Schools are asking Cuomo to play fair
The Governor has proposed that we decrease funding for schools, cap the salaries of “highly overpaid” public school superintendents, and yet dramatically improve graduation rates across the state. In his position, he has the bully pulpit for New York State and can make statements as fact - painting a broad picture, but one that may be more rhetorical than real.
As rural upstate school board presidents we take exception with some of his assertions. We acknowledge that New York State is in the worst economic situation that we have seen for over 80 years. We, as school boards, do not disagree with the need for reform or the need to reduce expenses, but the governor and our elected officials in Albany have not heeded our recommendations for reform for decades. We have asked for mandate relief, capping the contribution by the districts for retirement, capping the health care contributions, and freeing us from the constraints of collective bargaining, but they have been unwilling to assist us in these endeavors.
The Governor announced in February that he was cutting education statewide by 7 percent. His 7 percent is actually an average for the entire state, not a true 7 percent cut for each school district. A number of upstate districts are facing losses of $1,300-1,900 per student in state aid, while some downstate districts are losing $600-1,000 per student. For our rural, small-city, and low- wealth districts we are looking for a more equitable distribution of state aid.

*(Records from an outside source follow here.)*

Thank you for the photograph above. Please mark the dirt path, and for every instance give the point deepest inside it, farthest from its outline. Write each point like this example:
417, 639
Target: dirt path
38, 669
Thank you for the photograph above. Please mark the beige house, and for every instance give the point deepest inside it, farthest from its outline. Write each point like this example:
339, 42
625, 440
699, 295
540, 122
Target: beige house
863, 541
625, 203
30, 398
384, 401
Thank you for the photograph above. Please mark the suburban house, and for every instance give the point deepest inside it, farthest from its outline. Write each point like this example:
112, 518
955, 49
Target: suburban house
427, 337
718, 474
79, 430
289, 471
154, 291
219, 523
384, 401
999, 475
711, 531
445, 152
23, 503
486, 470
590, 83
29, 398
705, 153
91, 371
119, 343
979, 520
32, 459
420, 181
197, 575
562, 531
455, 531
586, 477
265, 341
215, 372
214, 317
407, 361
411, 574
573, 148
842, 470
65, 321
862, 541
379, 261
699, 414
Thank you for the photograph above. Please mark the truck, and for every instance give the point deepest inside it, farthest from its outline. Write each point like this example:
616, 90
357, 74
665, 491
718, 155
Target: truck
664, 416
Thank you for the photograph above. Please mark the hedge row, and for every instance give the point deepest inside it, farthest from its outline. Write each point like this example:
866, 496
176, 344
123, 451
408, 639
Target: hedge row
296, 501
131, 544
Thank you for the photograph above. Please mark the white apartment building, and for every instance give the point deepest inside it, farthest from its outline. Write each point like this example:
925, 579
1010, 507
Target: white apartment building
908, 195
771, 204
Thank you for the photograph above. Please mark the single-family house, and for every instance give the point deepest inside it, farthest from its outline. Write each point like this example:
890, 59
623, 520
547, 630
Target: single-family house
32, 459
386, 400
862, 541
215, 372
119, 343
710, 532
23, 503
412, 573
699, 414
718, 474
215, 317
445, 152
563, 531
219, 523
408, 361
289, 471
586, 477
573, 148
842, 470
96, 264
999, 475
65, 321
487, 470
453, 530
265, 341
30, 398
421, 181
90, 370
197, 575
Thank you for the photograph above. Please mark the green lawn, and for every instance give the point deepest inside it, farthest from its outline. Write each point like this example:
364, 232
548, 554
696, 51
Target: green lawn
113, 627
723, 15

The other topic regarding education that the governor is advocating for deals with superintendent salaries. He suggests that public school superintendents are over-paid. While at least one superintendent has a salary approaching $400,000 and others are over $300,000, they are few in number and are not found in this area of the state. The savings from a superintendent salary cap for our districts would not solve the losses proposed for our cuts in state aid. Also, the governor noted low graduation rates as an indication of wasteful spending; actuall,y in our region, the graduation rates approach 95-100 percent.
We need to stay on task and not allow the governor’s diversionary tactics to distract us from the issues that impact an equitable education for our children. The issues are equitable distribution of state aid, mandate relief and adequate funding of public education. We cannot create an educated citizenry by de-funding education.